The more things change, the more they stay the same… Recently I read an interesting book, entitled “Are We Rome?” The author remarks how in some regards the Roman Empire and the current United States resemble each other very much. Take, for example, the issue of border crossings.

Claudius Glyptotek Copenhagen
Creative Commons License photo credit: Joe Geranio

For those who remember reading about Julius Caesar and his conquest of Gaul, the Roman Empire went through long periods of expansion, followed by consolidation, and eventual collapse as a political entity. As the Empire was expanding, there was a famous foray across the Rhine into what is now Germany. It did not work out well for the Romans, as they lost several legions, allegedly causing the first Emperor, Augustus, to cry out loud that he “wanted his legions back,” while also decreeing that the river Rhine would become the frontier. In 1987, the exact location of that battle was established. For about a century this notion held: the Rhine and the Danube formed the frontier between the so-called civilized world and the barbarians. Then Dacia (current day Romania) was conquered and the Romans found themselves on the other side of the river again. In 272 AD, they abandoned this province in return for a brief period of peace and tranquility.

For a long time, it was thought that the incursion in 9 AD represented the first and last military operation into Germany. Not so any more, apparently.
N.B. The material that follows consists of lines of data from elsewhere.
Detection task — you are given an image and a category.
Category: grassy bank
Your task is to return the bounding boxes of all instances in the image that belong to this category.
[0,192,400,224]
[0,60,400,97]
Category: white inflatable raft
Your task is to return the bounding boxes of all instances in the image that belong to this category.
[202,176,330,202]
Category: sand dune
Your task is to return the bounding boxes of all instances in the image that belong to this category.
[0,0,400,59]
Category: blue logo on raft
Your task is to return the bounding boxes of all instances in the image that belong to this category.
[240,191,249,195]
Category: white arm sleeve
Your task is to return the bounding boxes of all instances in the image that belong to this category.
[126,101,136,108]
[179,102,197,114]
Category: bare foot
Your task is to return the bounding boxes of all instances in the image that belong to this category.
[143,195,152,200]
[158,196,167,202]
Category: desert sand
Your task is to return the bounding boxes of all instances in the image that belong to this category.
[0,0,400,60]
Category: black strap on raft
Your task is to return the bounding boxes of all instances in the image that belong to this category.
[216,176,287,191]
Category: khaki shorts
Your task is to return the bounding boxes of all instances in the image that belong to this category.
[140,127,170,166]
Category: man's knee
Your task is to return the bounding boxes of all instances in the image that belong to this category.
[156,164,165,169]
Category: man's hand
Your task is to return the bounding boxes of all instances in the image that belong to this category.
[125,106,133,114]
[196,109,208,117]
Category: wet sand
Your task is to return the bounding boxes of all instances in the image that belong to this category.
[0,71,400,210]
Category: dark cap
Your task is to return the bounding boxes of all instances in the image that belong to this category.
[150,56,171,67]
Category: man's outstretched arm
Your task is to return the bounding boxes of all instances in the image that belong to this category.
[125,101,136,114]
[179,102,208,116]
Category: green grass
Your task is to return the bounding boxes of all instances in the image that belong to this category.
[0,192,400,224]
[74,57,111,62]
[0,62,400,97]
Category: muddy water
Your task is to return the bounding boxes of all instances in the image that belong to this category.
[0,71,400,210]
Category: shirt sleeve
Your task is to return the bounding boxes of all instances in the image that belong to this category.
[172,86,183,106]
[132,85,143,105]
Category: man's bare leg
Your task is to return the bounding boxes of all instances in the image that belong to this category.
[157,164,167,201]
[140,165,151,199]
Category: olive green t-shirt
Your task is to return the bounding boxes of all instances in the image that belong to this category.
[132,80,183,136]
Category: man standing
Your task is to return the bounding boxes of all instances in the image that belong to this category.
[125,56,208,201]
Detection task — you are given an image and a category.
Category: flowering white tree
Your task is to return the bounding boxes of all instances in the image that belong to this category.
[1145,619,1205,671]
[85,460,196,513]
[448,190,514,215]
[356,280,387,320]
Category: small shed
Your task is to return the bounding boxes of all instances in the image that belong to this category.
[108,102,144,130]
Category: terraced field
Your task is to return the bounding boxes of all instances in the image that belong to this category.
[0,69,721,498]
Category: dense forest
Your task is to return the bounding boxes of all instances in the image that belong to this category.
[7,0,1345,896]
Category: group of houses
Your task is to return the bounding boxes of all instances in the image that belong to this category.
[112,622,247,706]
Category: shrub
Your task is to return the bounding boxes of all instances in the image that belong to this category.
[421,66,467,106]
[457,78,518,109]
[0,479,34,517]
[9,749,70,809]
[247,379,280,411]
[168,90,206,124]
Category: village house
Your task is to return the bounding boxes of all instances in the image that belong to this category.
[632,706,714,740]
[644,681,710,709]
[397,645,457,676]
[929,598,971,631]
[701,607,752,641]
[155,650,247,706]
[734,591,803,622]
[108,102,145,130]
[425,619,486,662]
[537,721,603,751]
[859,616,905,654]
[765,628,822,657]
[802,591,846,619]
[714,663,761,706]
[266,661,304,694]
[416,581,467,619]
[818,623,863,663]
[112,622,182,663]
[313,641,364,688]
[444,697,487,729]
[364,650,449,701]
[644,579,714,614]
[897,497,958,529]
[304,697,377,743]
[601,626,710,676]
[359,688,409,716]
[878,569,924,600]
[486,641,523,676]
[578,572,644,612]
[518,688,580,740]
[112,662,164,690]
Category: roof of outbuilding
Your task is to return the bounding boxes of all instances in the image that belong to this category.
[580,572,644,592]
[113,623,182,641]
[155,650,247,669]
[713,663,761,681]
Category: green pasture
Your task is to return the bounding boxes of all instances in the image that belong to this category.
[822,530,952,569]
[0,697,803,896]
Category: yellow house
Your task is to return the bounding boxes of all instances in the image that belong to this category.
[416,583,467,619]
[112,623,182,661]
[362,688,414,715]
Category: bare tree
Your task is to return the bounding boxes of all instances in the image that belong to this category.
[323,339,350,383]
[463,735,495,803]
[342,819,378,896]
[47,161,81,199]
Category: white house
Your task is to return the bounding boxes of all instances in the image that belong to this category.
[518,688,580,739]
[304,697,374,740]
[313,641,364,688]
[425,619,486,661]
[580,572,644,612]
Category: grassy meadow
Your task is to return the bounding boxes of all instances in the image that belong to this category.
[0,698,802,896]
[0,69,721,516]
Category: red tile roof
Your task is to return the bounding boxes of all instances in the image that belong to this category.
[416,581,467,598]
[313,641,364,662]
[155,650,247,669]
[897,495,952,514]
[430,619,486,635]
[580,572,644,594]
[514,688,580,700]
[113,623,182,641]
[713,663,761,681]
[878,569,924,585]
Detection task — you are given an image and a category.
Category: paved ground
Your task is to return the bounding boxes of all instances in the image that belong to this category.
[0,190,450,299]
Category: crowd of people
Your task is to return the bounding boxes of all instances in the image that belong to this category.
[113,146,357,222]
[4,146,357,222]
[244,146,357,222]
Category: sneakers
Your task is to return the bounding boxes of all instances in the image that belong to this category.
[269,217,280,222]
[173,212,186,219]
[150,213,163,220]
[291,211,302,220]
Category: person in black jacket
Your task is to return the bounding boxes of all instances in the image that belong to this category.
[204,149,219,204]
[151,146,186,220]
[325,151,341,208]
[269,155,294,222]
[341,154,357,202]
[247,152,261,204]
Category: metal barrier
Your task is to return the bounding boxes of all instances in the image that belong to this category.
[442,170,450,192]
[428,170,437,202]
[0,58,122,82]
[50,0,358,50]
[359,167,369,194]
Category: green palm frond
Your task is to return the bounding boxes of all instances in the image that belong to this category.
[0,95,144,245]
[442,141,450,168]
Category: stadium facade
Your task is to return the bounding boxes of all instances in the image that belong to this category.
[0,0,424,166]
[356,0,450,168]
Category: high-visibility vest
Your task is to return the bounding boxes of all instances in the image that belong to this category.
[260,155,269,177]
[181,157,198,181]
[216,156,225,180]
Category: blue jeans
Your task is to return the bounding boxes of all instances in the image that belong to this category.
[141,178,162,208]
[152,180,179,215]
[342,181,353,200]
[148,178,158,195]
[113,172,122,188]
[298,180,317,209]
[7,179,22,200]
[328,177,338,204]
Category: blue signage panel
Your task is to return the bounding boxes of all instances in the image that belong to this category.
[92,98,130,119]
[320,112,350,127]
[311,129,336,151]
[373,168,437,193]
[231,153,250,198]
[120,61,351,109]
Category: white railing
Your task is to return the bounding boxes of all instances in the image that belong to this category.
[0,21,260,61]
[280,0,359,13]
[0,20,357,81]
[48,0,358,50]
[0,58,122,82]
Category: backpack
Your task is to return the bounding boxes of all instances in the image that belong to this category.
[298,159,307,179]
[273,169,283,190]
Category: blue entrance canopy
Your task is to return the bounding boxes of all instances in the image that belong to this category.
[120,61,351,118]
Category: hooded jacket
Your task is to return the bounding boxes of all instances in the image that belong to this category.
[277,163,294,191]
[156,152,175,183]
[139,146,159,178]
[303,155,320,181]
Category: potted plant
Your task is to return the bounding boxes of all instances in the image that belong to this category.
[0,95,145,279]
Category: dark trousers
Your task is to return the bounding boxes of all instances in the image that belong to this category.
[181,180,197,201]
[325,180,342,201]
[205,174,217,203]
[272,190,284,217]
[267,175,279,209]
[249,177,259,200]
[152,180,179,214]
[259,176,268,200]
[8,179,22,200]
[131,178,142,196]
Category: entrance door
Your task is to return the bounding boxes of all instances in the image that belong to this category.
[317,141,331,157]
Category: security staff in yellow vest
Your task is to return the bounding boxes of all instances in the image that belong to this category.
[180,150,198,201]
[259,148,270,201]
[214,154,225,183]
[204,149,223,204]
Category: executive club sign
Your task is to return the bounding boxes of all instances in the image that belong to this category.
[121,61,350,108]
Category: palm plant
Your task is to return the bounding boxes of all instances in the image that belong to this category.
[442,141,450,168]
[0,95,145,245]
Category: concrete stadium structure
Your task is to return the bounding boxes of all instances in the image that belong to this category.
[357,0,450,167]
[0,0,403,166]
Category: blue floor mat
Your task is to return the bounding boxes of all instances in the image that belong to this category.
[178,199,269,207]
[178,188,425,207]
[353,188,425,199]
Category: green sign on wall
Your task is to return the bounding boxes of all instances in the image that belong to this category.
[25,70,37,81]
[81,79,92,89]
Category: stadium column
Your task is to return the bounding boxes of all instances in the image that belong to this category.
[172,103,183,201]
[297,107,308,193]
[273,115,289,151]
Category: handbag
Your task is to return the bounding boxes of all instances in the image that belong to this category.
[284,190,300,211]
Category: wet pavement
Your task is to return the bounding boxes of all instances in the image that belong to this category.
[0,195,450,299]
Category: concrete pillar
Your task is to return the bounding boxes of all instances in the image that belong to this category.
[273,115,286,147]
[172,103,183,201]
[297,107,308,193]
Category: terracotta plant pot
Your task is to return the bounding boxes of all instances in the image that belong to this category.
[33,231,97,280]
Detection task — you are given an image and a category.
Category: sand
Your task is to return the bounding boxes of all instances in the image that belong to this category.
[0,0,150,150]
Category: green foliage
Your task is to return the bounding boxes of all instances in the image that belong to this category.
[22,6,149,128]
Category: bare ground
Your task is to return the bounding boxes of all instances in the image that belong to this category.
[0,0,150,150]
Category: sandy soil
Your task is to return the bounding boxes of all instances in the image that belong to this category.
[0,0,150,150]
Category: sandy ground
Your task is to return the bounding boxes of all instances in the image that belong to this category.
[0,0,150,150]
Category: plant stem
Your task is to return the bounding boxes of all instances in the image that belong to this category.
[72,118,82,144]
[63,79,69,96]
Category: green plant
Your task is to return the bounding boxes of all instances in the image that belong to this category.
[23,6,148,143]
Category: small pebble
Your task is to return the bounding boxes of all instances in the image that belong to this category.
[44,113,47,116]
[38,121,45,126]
Recent reports out of Germany indicate that some time between A.D. 180-260, there was a major battle fought between Roman troops and Germanic tribes. The newly uncovered battlefield near Kalefeld-Oldenrode, is located south of Hanover. Coins, weapons and other military gear were retrieved from an area one mile long and a third of a mile wide. Interestingly, among the artifacts encountered was a Roman horse sandal, or hipposandal in technical lingo. You read this right: a horse sandal, not a horse shoe.

Boundary - Boulder
Creative Commons License photo credit: joiseyshowaa

In all of this I see parallels to our current situation related to the border between the US and Mexico. What now constitutes the border area, was first inhabited by American Indian peoples, later incorporated into Mexico and ultimately made part of the US, either by force of arms, or by purchase. Along large stretches of this border, a fence is going up. One of the goals is to control who crosses the border and to safeguard life and property on this side of the fence.

All of this echoes sentiments expressed almost two millennia ago.With regards to the Roman situation we have the benefit of hindsight; we know how that story ended. With regards to the current situation, who knows? Future historians will have the privilege of assessing that scenario. Of one thing I am certain: future archaeologists will not be finding any horse sandals along the Rio Grande.